While many of the club teams around the University of Maine campus only compete in one season, the Club Ultimate Frisbee team plays nearly year-round.
The club, divided into male and female teams, publicly appears as one unified organization for fundraising and other events. The two separate clubs have their own elected officers, with a president for the men’s club and a president for the women’s club. The two cabinets of officers work together to coordinate fundraising events, tournaments and the team’s massive tournament that runs the duration of spring break, called the High Tide Competition. The competition is hosted in Myrtle Beach, South Carolina every year and is a gathering for club ultimate frisbee teams at colleges across the nation.
This past weekend the team headed to Lemony Spring, Rhode Island, for a tournament. The club often finds they have to register multiple teams, considering the amount of people currently active in the club.To put that into perspective, the men’s club consists of 30 active members, but only 22 people can go to an average size tournament such as the one held in Lemony Spring.
This is a typical open tournament, which for the University of Maine club that they would only send an all men team to the tournament. The two divisions of the club often don’t compete at the same tournaments outside of High Tide, instead equally splitting their funding to ensure both clubs are able to play at a similar number of tournaments.
Elected as the secretary of the men’s club this past school year, second-year Stefen Reese fondly remarked about his first-year as a member of the organization.
“High Tide is a lot of fun,” Reese said. “The whole team goes and it is a great bonding experience between the two clubs, and the older members are able to bond with a lot of the new younger members. The trip cost $200 out of pocket for me last year, and we’re working to lower the price point even further this year.”

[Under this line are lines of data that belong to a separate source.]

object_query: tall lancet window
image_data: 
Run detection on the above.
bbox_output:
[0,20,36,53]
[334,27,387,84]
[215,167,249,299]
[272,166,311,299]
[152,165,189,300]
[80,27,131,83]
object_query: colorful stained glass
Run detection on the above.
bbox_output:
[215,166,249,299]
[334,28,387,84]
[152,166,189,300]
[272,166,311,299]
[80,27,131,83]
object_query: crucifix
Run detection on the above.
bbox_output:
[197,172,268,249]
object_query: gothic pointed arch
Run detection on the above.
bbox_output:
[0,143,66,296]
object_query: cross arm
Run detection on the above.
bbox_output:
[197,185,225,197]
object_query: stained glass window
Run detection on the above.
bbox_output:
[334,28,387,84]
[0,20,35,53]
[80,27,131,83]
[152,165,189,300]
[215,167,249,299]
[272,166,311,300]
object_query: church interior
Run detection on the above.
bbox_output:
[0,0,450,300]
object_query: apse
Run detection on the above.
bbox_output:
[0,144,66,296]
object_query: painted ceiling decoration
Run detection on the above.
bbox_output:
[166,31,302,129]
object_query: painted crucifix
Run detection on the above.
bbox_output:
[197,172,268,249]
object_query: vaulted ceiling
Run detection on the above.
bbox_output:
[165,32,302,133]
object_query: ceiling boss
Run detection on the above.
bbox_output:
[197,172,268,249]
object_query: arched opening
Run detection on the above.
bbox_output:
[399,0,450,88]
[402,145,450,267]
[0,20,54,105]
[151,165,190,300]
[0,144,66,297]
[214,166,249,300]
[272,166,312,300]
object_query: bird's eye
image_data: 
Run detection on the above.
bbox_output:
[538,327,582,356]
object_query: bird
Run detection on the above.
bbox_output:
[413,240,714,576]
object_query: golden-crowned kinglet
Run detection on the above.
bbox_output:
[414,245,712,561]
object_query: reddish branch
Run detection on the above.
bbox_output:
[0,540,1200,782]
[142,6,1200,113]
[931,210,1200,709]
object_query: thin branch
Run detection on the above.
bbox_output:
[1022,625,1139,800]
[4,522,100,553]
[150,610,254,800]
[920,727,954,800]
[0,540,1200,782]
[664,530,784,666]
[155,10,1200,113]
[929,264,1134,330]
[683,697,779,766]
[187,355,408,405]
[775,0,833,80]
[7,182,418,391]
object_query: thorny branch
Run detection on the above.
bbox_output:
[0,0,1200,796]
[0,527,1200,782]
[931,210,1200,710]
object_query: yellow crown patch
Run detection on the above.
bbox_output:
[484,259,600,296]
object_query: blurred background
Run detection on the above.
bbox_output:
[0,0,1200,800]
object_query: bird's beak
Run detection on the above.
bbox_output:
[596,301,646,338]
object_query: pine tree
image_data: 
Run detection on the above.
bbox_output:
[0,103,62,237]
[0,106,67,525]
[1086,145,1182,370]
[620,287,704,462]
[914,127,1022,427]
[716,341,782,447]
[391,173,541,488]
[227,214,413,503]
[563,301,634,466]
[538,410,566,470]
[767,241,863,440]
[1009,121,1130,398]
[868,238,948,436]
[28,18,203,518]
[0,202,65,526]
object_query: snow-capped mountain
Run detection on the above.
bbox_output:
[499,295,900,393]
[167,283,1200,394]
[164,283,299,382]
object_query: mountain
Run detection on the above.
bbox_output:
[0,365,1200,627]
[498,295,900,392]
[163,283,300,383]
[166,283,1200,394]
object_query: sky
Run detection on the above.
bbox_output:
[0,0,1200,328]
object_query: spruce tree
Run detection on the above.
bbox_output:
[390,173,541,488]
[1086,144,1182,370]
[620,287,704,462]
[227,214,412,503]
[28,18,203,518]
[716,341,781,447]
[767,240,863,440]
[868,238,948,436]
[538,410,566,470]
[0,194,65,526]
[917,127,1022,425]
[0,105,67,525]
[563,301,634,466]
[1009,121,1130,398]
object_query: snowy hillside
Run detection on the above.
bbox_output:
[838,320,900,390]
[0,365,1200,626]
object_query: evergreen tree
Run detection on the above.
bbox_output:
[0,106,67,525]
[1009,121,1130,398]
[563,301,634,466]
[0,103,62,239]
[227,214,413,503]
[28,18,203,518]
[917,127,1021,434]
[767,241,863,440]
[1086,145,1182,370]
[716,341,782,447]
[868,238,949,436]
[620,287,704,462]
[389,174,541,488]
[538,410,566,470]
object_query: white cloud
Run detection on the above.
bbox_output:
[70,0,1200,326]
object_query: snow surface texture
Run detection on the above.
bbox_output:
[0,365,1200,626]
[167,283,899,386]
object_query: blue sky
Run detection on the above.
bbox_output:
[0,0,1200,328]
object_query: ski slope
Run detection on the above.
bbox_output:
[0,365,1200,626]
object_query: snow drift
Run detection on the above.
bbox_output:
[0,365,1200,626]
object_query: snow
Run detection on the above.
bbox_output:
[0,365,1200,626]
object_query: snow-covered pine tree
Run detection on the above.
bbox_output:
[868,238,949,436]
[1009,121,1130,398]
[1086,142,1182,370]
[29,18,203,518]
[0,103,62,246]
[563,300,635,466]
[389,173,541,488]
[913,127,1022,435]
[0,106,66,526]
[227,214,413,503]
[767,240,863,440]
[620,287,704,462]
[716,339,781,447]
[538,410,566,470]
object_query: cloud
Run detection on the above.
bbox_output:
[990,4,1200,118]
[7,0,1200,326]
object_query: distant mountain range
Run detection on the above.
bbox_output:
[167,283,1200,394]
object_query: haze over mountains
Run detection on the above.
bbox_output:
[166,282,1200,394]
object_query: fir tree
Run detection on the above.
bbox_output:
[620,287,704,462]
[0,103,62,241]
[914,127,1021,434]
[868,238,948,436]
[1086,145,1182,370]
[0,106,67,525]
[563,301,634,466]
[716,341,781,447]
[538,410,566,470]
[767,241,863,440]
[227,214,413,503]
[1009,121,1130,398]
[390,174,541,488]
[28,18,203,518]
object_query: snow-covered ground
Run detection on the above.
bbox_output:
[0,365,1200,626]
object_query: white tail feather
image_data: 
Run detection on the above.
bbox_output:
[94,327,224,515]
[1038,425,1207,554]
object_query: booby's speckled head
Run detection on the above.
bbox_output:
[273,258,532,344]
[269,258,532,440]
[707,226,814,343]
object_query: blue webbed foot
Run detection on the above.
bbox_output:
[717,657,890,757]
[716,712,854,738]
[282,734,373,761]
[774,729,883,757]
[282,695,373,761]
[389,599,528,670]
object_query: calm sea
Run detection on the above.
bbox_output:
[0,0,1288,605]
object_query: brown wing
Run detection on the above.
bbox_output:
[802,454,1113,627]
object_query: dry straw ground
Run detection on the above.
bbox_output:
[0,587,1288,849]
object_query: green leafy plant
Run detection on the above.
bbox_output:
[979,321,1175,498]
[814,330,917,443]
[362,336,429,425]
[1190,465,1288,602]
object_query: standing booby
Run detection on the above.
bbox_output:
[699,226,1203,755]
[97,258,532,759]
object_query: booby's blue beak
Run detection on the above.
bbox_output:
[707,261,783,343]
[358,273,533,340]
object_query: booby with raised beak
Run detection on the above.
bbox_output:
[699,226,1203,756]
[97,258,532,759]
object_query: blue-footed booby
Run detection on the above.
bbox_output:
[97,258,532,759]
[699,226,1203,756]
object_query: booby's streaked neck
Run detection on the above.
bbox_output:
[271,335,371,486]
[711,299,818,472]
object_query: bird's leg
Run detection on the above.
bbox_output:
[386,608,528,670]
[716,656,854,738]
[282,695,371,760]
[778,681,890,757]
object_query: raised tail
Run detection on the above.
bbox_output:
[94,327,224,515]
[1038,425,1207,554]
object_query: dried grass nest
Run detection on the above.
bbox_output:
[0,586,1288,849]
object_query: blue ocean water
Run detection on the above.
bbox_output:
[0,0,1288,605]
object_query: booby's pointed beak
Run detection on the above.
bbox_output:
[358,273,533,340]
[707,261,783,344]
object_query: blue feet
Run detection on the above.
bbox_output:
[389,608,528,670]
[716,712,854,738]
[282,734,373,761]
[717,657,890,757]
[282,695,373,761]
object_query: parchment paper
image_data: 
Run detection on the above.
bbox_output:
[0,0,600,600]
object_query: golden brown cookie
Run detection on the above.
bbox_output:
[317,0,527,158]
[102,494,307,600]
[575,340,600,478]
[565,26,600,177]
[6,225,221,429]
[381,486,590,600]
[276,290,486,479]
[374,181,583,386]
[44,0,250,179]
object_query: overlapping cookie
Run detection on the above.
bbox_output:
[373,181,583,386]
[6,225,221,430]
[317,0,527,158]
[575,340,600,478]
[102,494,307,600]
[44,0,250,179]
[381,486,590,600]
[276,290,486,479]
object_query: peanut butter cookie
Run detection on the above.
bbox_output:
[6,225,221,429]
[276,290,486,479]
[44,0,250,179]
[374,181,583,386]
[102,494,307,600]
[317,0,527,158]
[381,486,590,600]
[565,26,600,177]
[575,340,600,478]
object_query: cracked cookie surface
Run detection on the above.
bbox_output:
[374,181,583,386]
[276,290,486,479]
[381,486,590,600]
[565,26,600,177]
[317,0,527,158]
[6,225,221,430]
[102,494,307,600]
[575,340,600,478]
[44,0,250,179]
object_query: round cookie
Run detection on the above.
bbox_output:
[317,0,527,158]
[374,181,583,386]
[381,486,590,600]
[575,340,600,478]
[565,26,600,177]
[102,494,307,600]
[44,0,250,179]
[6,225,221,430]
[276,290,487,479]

Reese encouraged anyone interested in ultimate to attend practice. Practices are held Mondays and Wednesdays on the The Reserve Officers’ Training Corps (R.O.T.C.) fields from 4-6 p.m. and Fridays on Lengyl Field from 4-6 p.m.
For those unfamiliar with the sport, ultimate requires a good attitude, a willingness to run and a desire to learn a variety of throws. Typically, there are two kinds of players: cutters, who are receivers that run the field in an attempt to shake their defenders to get open so a handler can throw them the disc, and handlers, who are players that are particularly good at completing the different kinds of throws with accuracy. The combination of the two allow the team to move down the field.
For those interested in the sport but don’t believe they’re ready for the club team, there is an intramural league on campus, with the possibility of joining a team or creating a team with other players.